ÄH, DISLO- WAS?
Im Spitalsbereich ist man über dislozierte Frakturen, dislozierte Organe oder Implantate wenig erfreut – bedeutet doch eine Dislokation üblicherweise Komplikationen und erhöhten Handlungsbedarf.
Ganz anders erleben wir derzeit das Projekt „disloziertes Arbeiten“, welches mit Ende April eigentlich beendet hätte sein sollen. Aufgrund der positiven Rückmeldung der teilnehmenden Personen und Dienststellen wurde der Projektzeitraum jedoch um ein Jahr verlängert und die Ausweitung auf eine größere Anzahl von Dienststellen ab Herbst ins Auge gefasst. Die Evaluierung wollte man hier gar nicht abwarten, derart positiv waren offenbar die Erfahrungen aus der ersten Projektphase.
Am Projekt NAWI (Neues Arbeiten für Wien = disloziertes Arbeiten) sind bisher rund 700 Personen aus der MA 6, MA 14, MA 18, MA 20, MA 23 und der MA 25 beteiligt.
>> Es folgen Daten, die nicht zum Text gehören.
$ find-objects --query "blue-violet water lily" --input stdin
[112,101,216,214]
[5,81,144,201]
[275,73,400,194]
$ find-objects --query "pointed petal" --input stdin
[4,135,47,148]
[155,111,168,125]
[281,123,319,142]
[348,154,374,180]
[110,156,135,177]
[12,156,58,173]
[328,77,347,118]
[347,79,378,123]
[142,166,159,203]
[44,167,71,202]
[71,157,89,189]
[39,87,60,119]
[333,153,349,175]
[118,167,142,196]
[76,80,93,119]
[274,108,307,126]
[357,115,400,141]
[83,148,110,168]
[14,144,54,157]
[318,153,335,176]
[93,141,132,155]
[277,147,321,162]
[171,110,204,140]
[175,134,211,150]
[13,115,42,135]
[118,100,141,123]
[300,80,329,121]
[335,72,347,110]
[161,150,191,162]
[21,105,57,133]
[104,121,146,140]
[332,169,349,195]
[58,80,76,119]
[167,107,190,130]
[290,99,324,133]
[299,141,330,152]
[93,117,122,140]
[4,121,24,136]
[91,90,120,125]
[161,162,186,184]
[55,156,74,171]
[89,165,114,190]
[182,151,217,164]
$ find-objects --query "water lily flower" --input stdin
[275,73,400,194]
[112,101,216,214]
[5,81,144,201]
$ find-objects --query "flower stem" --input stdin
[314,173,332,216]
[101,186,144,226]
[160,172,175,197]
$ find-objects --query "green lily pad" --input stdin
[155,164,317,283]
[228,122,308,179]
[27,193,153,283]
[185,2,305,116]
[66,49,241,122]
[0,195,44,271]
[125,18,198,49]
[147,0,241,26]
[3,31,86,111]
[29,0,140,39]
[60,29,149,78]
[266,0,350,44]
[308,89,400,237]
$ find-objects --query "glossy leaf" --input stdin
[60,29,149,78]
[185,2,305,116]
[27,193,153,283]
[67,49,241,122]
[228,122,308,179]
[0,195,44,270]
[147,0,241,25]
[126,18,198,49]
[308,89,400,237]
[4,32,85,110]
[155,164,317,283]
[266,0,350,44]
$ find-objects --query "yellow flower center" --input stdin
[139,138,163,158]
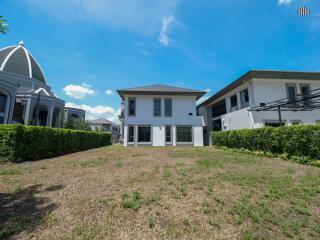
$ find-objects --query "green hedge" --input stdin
[212,125,320,163]
[0,124,111,162]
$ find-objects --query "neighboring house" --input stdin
[88,118,119,143]
[117,85,205,146]
[0,42,83,127]
[63,107,86,122]
[197,70,320,145]
[0,42,64,127]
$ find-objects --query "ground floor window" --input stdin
[264,122,285,127]
[138,126,151,142]
[177,126,192,143]
[128,126,134,143]
[0,92,8,124]
[166,126,171,143]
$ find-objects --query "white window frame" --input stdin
[0,89,11,124]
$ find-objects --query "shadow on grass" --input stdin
[0,184,63,239]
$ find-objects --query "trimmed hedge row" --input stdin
[212,125,320,163]
[0,124,111,162]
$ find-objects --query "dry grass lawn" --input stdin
[0,146,320,239]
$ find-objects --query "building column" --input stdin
[172,126,177,147]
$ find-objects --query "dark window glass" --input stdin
[128,127,134,142]
[177,127,192,143]
[166,126,171,142]
[129,99,136,116]
[287,85,297,102]
[138,127,151,142]
[230,95,238,108]
[300,84,311,106]
[240,89,249,105]
[211,99,227,118]
[0,93,7,113]
[153,98,161,117]
[164,98,172,117]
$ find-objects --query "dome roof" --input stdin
[0,41,46,83]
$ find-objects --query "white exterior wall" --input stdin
[215,79,320,130]
[123,95,203,146]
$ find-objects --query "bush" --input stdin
[0,124,111,162]
[212,125,320,163]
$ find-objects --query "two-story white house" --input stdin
[117,85,205,146]
[197,70,320,145]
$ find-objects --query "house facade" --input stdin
[117,85,205,146]
[88,118,119,143]
[0,42,84,127]
[0,42,64,127]
[198,71,320,144]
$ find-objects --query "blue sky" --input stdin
[0,0,320,119]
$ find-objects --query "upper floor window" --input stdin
[153,98,161,117]
[240,89,249,108]
[230,94,238,112]
[164,98,172,117]
[286,83,297,102]
[128,98,136,116]
[211,99,227,118]
[300,84,311,105]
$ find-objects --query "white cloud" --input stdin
[278,0,292,5]
[63,83,98,99]
[159,15,175,47]
[66,102,120,123]
[104,89,113,96]
[20,0,180,34]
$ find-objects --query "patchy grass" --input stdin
[0,146,320,240]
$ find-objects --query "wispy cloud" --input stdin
[66,102,120,123]
[63,83,98,99]
[104,89,113,96]
[278,0,292,5]
[20,0,180,34]
[159,15,175,47]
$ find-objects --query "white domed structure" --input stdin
[0,42,64,127]
[0,41,46,83]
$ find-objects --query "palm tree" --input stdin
[0,15,9,34]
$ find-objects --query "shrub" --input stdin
[212,125,320,164]
[0,124,111,162]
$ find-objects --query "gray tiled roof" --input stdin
[117,84,206,98]
[198,70,320,107]
[89,118,113,124]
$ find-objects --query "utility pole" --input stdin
[278,106,282,126]
[34,92,40,126]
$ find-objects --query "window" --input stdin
[287,84,297,103]
[177,127,192,143]
[138,127,151,142]
[0,93,7,113]
[300,84,311,106]
[128,98,136,116]
[240,89,249,108]
[153,98,161,117]
[164,98,172,117]
[230,94,238,112]
[211,99,227,118]
[0,92,8,124]
[128,126,134,143]
[166,126,171,143]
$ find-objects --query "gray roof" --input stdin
[117,84,206,99]
[89,118,114,124]
[198,70,320,107]
[0,42,46,83]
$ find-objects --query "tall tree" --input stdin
[0,15,9,34]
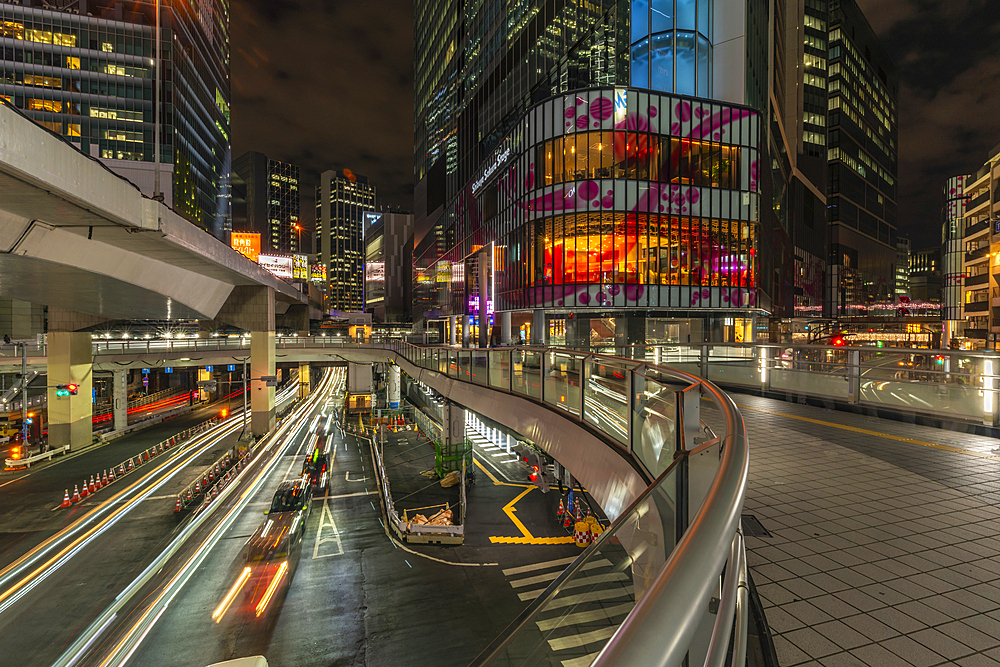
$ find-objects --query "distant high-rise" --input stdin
[0,0,230,239]
[316,169,375,311]
[941,175,969,347]
[232,151,300,255]
[827,0,898,317]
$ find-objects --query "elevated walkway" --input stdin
[731,393,1000,667]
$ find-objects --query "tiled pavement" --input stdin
[733,394,1000,667]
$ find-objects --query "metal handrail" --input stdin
[385,341,749,667]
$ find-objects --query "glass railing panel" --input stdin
[583,359,628,445]
[631,374,679,477]
[706,345,760,386]
[476,467,677,667]
[545,352,582,417]
[472,350,489,384]
[511,350,542,398]
[490,350,511,389]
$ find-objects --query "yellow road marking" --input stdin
[737,403,1000,461]
[472,457,575,544]
[490,535,576,544]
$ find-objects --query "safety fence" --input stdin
[61,417,222,507]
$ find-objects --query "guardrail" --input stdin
[372,341,749,667]
[4,445,69,468]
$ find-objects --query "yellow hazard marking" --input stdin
[490,535,576,544]
[472,457,574,544]
[737,404,1000,461]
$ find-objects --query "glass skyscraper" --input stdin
[232,151,300,255]
[316,169,375,312]
[414,0,800,344]
[0,0,230,239]
[827,0,899,317]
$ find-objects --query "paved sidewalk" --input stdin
[733,394,1000,667]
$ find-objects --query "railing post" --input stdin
[847,350,861,403]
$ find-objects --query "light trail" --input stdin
[55,373,336,667]
[0,384,295,614]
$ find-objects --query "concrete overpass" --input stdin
[0,103,309,446]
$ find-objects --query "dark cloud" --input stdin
[230,0,413,240]
[858,0,1000,247]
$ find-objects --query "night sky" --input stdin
[231,0,1000,248]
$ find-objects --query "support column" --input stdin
[299,364,312,399]
[111,369,128,431]
[531,308,549,345]
[48,331,94,450]
[387,364,400,410]
[250,331,274,436]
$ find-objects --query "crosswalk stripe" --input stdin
[549,626,618,651]
[517,572,628,602]
[510,558,611,588]
[545,585,635,611]
[503,556,577,577]
[562,651,600,667]
[535,602,635,632]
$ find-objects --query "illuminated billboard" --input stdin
[292,255,309,280]
[229,232,260,262]
[257,255,292,278]
[365,262,385,283]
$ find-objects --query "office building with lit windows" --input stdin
[0,0,230,240]
[232,151,309,255]
[316,169,375,312]
[414,0,844,345]
[941,175,969,347]
[827,0,899,318]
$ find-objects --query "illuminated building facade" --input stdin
[316,169,375,312]
[827,0,899,317]
[0,0,230,240]
[414,0,788,344]
[232,151,300,255]
[941,175,969,347]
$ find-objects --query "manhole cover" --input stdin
[740,514,771,537]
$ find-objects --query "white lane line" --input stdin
[313,500,344,559]
[503,556,577,577]
[517,572,628,602]
[313,491,375,500]
[562,651,600,667]
[535,602,635,632]
[549,625,618,651]
[0,473,31,489]
[510,558,611,588]
[545,584,635,611]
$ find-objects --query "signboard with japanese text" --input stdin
[229,232,260,262]
[257,255,292,278]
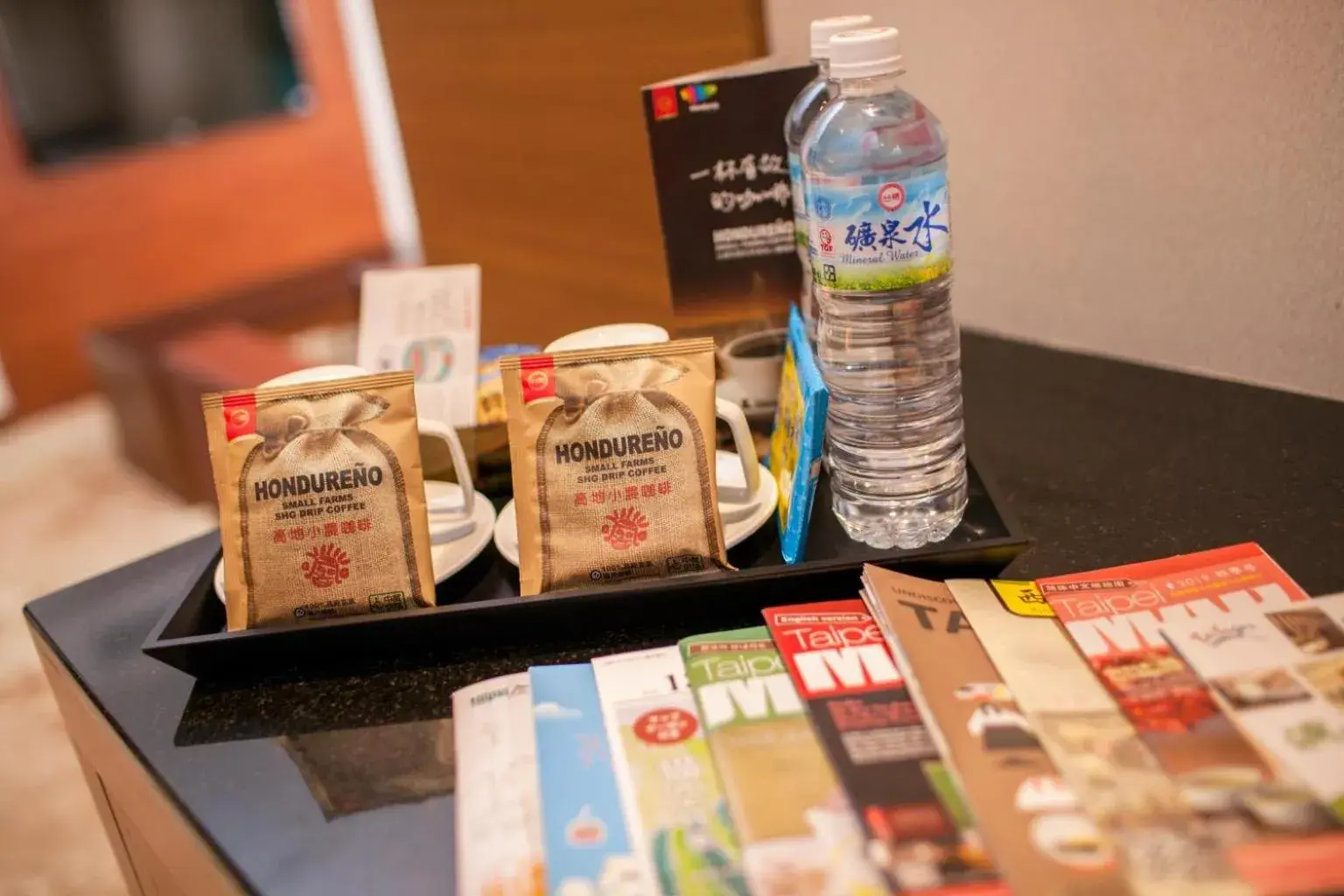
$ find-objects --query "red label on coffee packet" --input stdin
[223,392,256,442]
[517,354,555,404]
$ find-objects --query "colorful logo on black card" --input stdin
[653,88,677,121]
[677,83,719,111]
[680,85,719,106]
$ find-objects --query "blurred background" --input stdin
[0,0,1344,893]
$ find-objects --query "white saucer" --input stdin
[494,452,780,565]
[215,480,494,600]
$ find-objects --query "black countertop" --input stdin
[27,334,1344,896]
Das Projekt ist ursprünglich aus den vielen Ideen des „WiSTA – Wien neu Denken“ hervorgegangen und dem Wunsch nach einer neuen, flexibleren, weniger zeit- und ortsgebundenen Arbeitsweise entsprungen. War der erste Anschein noch ein bisschen wie „Teleworking light“, hat sich das Pilotprojekt weit darüber hinaus entwickelt.
Auch um den teilhabenden Dienststellen einen breiten Erprobungsspielraum zu ermöglichen, wurden die Rahmenbedingungen weit gesteckt:
- Auflösung der Kernarbeitszeit
- Loslösung vom fix zugewiesenen Arbeitsplatz
- Nutzung von CoWorkingSpaces
Jubelmeldungen
Die Erprobungsphase hätte von Oktober 2017 bis April 2018 laufen sollen, und wurde – wie bereits erwähnt – ohne Evaluierung oder Korrektur gleich einmal um ein Jahr verlängert. Die Teilnahme der MitarbeiterInnen findet auf freiwilliger Basis statt und die Rückmeldungen waren grosso modo positiv. Da sich die KIV/UG nicht auf Jubelmeldungen von Projektverantwortlichen und Führungskräften verlassen wollte, haben wir viele Gespräche auch mit „einfachen“ MitarbeiterInnen geführt.
Auch hier war durchwegs Zustimmung zur Sache selbst zu bemerken. Kritik gab es nur an einzelnen Punkten in der Abwicklung bzw. an dienststellenspezifischen Details, aber die Möglichkeit, seinen Job nicht unbedingt fixiert im Büro erledigen zu müssen, hat so etwas wie Begeisterung ausgelöst.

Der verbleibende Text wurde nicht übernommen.